# Model Agnostic Methods

As models become more and more complex, our ability to understand them with our monkey brains decreases. We can understand how they function, but it becomes impossible to follow the exact mathematical inner-workings. This is what is widely known as a **black-box** model.
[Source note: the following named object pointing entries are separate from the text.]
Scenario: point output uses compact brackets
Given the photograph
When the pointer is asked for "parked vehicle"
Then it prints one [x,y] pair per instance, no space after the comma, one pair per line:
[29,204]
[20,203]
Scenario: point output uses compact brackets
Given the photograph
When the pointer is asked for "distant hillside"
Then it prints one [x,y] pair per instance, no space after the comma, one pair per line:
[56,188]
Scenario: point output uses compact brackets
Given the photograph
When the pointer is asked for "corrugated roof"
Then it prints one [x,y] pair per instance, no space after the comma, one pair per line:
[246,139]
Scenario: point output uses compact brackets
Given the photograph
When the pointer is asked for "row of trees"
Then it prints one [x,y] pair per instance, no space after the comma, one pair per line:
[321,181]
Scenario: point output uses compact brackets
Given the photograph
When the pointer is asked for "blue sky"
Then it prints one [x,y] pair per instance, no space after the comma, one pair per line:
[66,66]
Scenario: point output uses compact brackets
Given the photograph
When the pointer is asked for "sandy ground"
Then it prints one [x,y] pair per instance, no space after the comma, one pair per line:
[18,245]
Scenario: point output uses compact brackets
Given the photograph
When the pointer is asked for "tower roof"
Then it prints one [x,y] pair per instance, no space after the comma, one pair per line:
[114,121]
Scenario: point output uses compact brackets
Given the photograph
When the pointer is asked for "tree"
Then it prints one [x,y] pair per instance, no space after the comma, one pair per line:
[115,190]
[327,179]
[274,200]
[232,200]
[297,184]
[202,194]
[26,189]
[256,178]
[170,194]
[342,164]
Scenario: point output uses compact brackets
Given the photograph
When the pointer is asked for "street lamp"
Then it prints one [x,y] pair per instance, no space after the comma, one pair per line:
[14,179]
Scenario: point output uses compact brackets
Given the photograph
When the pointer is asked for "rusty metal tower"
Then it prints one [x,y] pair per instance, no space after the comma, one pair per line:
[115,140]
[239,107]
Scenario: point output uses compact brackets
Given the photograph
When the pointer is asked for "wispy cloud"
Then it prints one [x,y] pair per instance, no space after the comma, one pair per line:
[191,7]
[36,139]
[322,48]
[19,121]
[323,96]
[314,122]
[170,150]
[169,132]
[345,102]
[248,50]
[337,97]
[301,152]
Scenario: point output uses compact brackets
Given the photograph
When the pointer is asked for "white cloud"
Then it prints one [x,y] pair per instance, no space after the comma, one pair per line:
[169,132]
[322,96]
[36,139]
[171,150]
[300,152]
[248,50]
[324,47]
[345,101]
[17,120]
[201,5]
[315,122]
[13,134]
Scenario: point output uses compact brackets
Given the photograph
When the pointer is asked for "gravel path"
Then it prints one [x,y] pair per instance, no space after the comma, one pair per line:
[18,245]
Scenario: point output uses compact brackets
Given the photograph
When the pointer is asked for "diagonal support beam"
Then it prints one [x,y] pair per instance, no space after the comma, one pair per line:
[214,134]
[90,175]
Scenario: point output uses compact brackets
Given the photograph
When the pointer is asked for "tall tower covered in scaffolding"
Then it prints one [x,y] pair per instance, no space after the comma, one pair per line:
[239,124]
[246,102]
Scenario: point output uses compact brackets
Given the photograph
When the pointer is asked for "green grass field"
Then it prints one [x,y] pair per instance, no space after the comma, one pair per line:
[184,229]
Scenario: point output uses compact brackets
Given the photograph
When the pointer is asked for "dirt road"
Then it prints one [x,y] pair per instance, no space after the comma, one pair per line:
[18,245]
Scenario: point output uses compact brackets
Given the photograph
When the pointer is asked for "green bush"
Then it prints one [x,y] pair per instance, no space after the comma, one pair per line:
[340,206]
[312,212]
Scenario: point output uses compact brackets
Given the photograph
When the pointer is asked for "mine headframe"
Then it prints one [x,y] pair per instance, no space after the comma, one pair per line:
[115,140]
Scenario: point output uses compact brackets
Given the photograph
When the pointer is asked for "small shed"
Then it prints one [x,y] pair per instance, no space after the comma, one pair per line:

There is a widely-shared notion that black box models are uninterpretable and we cannot understand how they work.

In my opinion, this is lazy and is spread by fearmongers who have never attempted it. As a whole, models are deterministic. Even if we can't see what is going on inside, we can still observe the input and the output. We can fall back to the naive, childish ways of Deedee "Ooh, what does this button do?". 

This is the essence of model-agnostic methods. We modify the input in a controlled way and observe the change in output in order to reason about the behaviour of the model. 

This notebook will explore the following techniques:

1. Partial Dependence Plot (PDP) - observe the mean prediction as a given feature is set to a given level for the **entire** dataset
2. Permutation Feature Importance - measure the dip in performance as information about a given feature is lost (via permutation)

## Data Loading

In [5]:
from __future__ import print_function
import pandas as pd
from ipywidgets import interact, interactive, fixed, interact_manual
import ipywidgets as widgets
import fastprogress

import seaborn as sns
sns.set('talk')
sns.set_style('white')

In [6]:
data = pd.read_csv("data/Nasa.csv", usecols = [1,4])
# data['brand'] = data['name'].apply(lambda x: x.split(' ')[0])
# data['selling_price'] = data['selling_price'] * 0.014
# data['selling_price'] = data['selling_price'] / 1000
data.head()

Unnamed: 0,TIME,T2M_
0,0,-5.84125
1,0,-3.54462
2,1,-2.18427
3,1,-0.3078
4,2,2.10742


In [7]:
valid_ds = pd.read_csv("data/valid.csv",index_col=0)
valid_ids = valid_ds.index

## Train a Neural Network via fast.ai

The fast.ai library provides us with a modern neural net architecture for tabular data that can handle categorical variables by associating them with learned embeddings.



In [11]:
!pip install fastai
from fastai.tabular.all import *

Collecting fastai
  Using cached fastai-2.0.12-py3-none-any.whl (355 kB)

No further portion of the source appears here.